L'inefficacité administrative coûte 10 milliards d'euros par an

Le montant des pertes dues à l'inefficacité de l'administration fédérale belge s'élève à 10 milliards d'euros par an, a indiqué jeudi Rudy Aernoudt, secrétaire général du département Economie, Sciences et Innovation de l'administration flamande, lors d'une conférence de presse, organisée avec l'Union wallonne des entreprises (UWE), la Fédération des entreprises de Belgique (FEB) et l'union flamande des entrepreneurs indépendants Unizo.
La Belgique enregistre de mauvais résultats dans les enquêtes internationales qui mesurent la performance des pouvoirs publics. "L'efficacité administrative belge s'élève à 66 pc. Les premiers du classement, l'Irlande et le Grand-Duché de Luxembourg, enregistrent 96 et 100 pc d'efficacité. La moyenne européenne atteint les 79 pc.
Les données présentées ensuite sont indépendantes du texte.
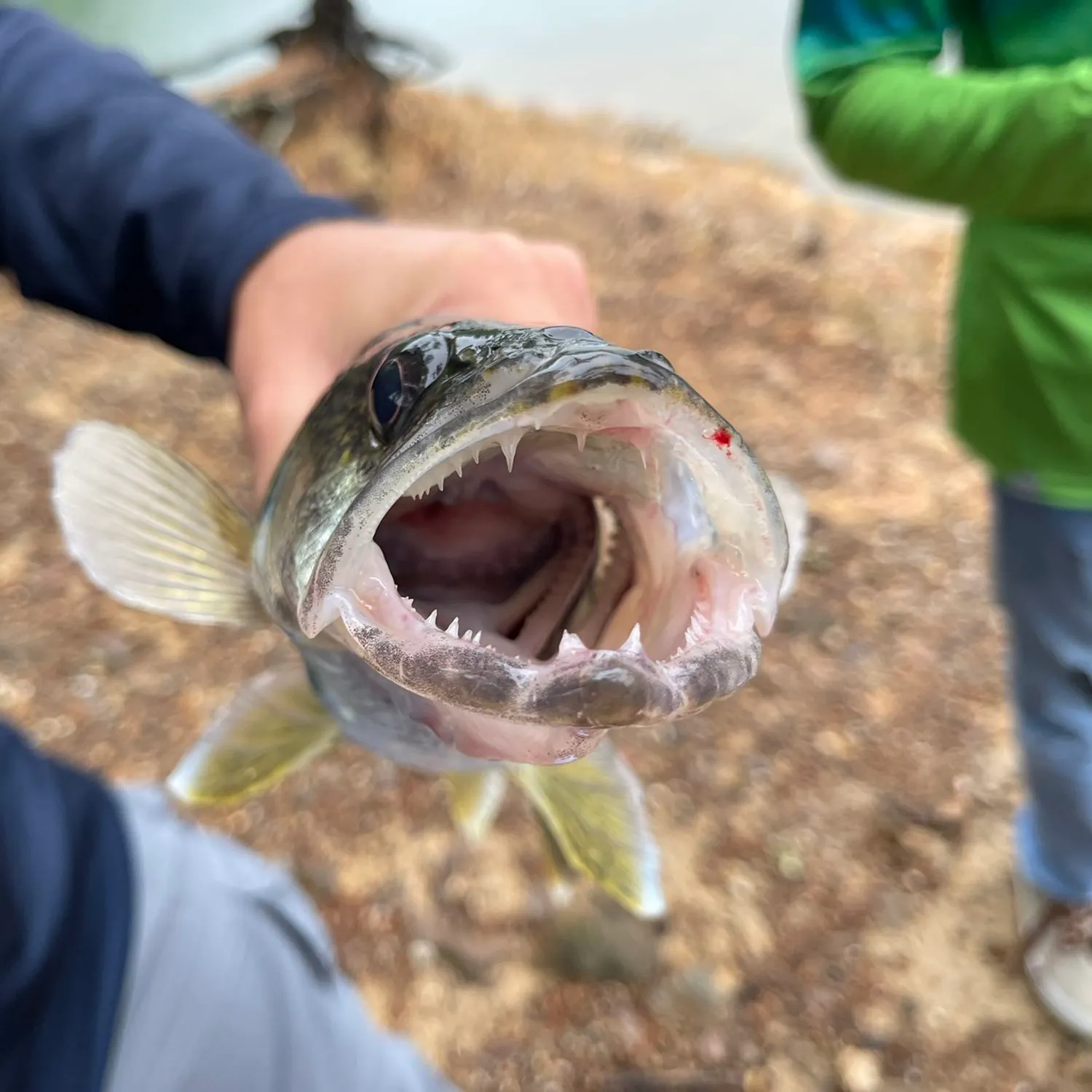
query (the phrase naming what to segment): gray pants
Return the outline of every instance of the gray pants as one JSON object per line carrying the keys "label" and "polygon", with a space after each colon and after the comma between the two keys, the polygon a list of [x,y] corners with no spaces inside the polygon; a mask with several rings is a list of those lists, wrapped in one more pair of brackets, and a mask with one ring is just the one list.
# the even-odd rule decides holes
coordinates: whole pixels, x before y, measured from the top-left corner
{"label": "gray pants", "polygon": [[136,892],[106,1092],[453,1092],[378,1030],[289,876],[117,790]]}

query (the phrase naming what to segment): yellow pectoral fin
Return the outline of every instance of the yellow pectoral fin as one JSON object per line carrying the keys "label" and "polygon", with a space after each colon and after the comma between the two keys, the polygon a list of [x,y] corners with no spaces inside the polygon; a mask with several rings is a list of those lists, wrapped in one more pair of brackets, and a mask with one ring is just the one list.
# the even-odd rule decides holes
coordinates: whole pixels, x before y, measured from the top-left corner
{"label": "yellow pectoral fin", "polygon": [[505,803],[508,775],[503,770],[485,770],[482,773],[449,773],[444,780],[452,822],[467,841],[480,841]]}
{"label": "yellow pectoral fin", "polygon": [[232,804],[275,785],[339,736],[301,664],[266,672],[216,713],[167,788],[188,804]]}
{"label": "yellow pectoral fin", "polygon": [[609,740],[567,765],[514,765],[569,865],[637,917],[666,911],[660,848],[637,775]]}

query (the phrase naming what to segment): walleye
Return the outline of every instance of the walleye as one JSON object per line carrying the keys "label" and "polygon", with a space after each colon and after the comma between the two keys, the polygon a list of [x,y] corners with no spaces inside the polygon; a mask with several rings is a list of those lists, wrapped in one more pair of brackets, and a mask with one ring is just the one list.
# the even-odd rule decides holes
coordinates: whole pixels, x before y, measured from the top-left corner
{"label": "walleye", "polygon": [[663,356],[569,327],[397,328],[311,411],[254,521],[117,426],[76,425],[54,471],[98,587],[272,621],[299,653],[215,714],[178,797],[239,799],[346,738],[446,776],[471,839],[513,780],[553,859],[663,914],[641,785],[605,736],[750,679],[799,554],[743,439]]}

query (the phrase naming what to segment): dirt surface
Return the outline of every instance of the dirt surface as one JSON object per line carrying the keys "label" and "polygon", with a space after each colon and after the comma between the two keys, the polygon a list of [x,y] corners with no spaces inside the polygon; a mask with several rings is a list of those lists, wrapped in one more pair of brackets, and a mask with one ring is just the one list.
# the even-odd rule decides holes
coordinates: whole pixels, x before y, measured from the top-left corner
{"label": "dirt surface", "polygon": [[[757,680],[622,740],[670,906],[628,952],[618,923],[539,921],[514,796],[483,847],[453,853],[435,782],[342,747],[202,819],[294,862],[376,1017],[467,1090],[1092,1088],[1005,964],[1020,785],[987,494],[945,423],[951,241],[608,121],[405,92],[379,162],[353,117],[288,142],[309,185],[579,245],[603,332],[665,353],[795,477],[811,551]],[[48,490],[51,452],[88,417],[247,496],[225,373],[0,296],[0,712],[98,770],[157,778],[285,642],[86,583]],[[566,981],[574,962],[629,981]]]}

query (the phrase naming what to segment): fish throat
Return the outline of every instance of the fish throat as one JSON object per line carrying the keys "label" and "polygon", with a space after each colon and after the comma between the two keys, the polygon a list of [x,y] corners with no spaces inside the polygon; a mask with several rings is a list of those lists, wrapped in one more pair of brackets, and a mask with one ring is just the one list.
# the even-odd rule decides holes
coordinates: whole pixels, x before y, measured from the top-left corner
{"label": "fish throat", "polygon": [[[535,432],[511,464],[500,448],[403,497],[376,544],[401,595],[444,631],[527,660],[617,648],[639,568],[621,507],[544,467],[573,436]],[[614,621],[618,625],[612,625]],[[579,644],[578,644],[579,642]]]}

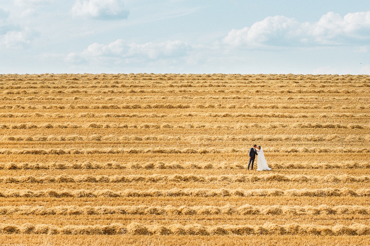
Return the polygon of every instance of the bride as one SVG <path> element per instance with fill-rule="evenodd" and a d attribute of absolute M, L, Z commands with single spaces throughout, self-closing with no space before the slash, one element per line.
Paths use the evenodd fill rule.
<path fill-rule="evenodd" d="M 269 167 L 267 164 L 267 162 L 265 158 L 265 154 L 263 154 L 263 150 L 262 150 L 262 148 L 260 146 L 258 146 L 257 148 L 257 152 L 258 153 L 257 157 L 257 170 L 271 170 L 271 169 Z"/>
La Belgique est ainsi 34 pc moins efficace que le Grand-Duché de Luxembourg et 13 pc moins efficace que la moyenne européenne", a expliqué Rudi Aernoudt.
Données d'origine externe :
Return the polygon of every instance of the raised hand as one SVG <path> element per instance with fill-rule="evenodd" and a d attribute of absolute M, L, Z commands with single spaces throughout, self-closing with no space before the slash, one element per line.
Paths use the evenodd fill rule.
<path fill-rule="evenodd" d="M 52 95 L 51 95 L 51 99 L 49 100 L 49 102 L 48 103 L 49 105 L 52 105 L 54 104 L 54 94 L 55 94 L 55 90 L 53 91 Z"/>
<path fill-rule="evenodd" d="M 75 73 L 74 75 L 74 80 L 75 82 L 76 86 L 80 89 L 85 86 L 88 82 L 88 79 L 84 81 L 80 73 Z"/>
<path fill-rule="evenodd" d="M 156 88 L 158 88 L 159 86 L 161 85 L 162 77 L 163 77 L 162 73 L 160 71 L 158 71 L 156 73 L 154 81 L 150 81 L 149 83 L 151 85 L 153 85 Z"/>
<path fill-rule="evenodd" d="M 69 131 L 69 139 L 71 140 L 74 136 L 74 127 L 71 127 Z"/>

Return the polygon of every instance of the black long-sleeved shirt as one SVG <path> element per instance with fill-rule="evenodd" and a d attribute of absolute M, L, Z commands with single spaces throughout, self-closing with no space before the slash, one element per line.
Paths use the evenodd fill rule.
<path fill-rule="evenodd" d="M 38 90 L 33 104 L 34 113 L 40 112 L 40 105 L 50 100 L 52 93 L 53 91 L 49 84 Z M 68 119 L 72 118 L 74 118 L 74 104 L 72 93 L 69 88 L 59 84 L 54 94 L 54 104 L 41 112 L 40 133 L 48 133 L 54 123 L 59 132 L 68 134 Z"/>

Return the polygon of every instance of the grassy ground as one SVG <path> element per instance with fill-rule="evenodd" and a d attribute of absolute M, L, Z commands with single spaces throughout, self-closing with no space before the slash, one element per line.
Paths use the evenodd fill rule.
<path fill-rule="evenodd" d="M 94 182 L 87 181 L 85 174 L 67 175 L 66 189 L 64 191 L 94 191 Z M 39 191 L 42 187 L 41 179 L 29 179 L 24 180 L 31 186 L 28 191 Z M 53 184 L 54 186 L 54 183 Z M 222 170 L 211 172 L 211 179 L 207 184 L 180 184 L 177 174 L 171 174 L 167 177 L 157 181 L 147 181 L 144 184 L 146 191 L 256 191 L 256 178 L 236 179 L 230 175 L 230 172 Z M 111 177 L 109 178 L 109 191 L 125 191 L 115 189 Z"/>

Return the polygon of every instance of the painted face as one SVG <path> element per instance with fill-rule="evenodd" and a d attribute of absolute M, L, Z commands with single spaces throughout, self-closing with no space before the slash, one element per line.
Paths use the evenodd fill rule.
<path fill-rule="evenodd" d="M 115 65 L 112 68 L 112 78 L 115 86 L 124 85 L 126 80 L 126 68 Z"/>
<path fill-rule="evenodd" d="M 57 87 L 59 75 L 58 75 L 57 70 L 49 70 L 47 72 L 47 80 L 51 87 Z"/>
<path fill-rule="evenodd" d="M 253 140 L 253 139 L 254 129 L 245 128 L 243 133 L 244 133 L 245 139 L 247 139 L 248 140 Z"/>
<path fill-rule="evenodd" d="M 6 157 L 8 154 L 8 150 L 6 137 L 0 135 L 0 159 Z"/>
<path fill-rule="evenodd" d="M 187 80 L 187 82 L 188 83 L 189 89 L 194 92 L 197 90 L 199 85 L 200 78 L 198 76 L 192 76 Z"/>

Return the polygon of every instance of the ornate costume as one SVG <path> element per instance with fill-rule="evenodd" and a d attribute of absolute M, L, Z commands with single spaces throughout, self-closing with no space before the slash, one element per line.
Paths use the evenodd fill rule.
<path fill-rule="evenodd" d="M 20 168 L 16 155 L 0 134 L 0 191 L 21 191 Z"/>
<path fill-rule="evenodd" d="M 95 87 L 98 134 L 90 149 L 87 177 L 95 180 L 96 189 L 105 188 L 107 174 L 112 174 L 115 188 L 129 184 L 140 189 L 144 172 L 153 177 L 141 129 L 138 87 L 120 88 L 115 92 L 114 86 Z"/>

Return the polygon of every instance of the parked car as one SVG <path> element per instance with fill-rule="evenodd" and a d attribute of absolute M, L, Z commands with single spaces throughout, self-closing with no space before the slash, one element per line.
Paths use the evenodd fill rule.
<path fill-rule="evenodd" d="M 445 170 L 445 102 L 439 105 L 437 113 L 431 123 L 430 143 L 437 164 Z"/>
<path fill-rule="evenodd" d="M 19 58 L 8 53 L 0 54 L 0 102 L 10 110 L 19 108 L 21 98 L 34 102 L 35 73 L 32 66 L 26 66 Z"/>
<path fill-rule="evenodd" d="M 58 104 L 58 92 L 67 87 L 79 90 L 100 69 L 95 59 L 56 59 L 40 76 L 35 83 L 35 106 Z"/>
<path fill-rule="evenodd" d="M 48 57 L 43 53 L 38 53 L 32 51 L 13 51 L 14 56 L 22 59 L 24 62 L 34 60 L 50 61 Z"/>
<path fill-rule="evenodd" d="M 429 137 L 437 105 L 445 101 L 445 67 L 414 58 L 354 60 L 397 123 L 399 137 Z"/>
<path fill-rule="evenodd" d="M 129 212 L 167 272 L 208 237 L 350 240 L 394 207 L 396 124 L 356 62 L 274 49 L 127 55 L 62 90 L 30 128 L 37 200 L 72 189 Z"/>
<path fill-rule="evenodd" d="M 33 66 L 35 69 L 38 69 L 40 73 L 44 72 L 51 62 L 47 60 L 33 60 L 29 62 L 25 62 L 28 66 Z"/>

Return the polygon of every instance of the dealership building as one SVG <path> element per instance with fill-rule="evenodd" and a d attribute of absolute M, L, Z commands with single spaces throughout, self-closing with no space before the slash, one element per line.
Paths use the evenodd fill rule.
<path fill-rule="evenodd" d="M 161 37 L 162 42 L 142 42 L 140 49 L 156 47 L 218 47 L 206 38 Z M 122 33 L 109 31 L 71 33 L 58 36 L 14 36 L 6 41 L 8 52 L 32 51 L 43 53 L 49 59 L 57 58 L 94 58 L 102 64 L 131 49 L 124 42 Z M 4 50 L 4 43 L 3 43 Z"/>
"Si l'administration belge fonctionnait aussi efficacement que la moyenne européenne, elle épargnerait 10 milliards d'euros par an, soit 1.000 euros par an par habitant,. Ces 10 milliards ne représentent pas moins de 5 à 6 pc de notre produit intérieur brut", a précisé M. Aernoudt.
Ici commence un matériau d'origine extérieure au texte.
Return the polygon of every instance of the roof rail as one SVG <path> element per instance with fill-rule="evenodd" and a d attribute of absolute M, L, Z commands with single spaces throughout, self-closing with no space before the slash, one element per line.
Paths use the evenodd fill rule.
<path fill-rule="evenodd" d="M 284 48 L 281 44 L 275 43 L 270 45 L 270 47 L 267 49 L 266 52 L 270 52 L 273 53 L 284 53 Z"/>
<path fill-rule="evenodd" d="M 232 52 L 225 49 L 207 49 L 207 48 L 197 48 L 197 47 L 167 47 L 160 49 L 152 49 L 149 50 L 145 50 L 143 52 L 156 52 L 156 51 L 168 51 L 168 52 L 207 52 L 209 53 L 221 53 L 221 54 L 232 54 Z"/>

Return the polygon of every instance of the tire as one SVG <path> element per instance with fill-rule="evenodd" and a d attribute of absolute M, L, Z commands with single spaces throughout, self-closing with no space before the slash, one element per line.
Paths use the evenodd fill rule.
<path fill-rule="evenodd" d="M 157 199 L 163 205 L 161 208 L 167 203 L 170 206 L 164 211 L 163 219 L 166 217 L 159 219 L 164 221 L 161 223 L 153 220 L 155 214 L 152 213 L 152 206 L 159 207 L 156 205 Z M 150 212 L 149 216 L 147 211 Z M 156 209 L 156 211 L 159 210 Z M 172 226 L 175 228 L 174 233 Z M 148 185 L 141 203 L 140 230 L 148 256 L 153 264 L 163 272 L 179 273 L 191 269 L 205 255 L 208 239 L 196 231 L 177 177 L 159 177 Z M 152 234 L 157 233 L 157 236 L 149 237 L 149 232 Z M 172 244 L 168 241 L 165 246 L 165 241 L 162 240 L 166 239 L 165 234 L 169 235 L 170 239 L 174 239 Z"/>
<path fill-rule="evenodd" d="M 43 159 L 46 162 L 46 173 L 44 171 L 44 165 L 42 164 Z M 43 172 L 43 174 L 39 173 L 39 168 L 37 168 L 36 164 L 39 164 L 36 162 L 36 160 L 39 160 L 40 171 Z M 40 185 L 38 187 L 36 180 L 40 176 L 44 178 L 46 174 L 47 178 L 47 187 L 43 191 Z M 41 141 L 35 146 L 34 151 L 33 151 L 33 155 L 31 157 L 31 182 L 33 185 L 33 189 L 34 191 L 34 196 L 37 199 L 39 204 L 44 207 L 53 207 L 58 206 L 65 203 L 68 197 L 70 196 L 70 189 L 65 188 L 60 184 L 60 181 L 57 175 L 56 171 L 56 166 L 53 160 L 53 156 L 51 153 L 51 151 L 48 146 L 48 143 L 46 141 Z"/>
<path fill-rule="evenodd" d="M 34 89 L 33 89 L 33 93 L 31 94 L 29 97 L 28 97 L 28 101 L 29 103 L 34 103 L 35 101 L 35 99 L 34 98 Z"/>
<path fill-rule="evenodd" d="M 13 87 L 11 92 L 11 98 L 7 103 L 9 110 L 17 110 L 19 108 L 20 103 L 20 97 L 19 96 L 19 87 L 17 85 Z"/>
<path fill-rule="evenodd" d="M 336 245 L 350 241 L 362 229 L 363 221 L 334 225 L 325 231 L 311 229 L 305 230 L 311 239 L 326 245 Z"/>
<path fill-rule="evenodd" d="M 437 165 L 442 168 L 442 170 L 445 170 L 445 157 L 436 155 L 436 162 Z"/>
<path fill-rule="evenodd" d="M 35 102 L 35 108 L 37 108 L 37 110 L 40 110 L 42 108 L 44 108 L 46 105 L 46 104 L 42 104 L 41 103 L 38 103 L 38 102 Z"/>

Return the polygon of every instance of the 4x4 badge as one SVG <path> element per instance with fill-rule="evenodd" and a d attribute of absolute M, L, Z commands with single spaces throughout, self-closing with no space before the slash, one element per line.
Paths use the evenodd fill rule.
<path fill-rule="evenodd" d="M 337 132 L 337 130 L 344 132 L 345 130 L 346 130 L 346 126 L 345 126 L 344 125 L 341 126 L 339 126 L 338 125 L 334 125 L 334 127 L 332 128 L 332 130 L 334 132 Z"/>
Une administration plus efficace permettrait aux citoyens de voire réduire leurs impôts de 25 pc, a pour sa part précisé Jean de Lame, secrétaire général de l'Union wallonne des entreprises. Le nombre de personnes qui travaillent dans l'administration est fort élevé par rapport à la moyenne européenne. "Entre 11 et 3 pc des Européens travaillent dans l'administration. En Belgique, ce chiffre atteint 18 pc", a souligné M. Aernoudt, pour qui ce sont d'abord les cabinets ministériels qui devraient être écrémés. Il pense en effet que le travail des administrations et des cabinets est redondant.
M. de Lame (UWE) a lui souligné que les lois et les décrets sont souvent votés sans avoir consulté l'administration, qui doit ensuite les mettre en application. "L'administration doit chercher les moyens de les mettre en oeuvre. Cela représente une perte de temps et donc une efficacité moindre", a-t-il commenté. Il fustige aussi le fait que le système informatique de l'administration est moins performant que celui des banques er assurances.
Rudi Thomaes, administrateur délégué de la FEB, a conclu en insistant sur le fait que c'est maintenant au politique de prendre les choses en mains.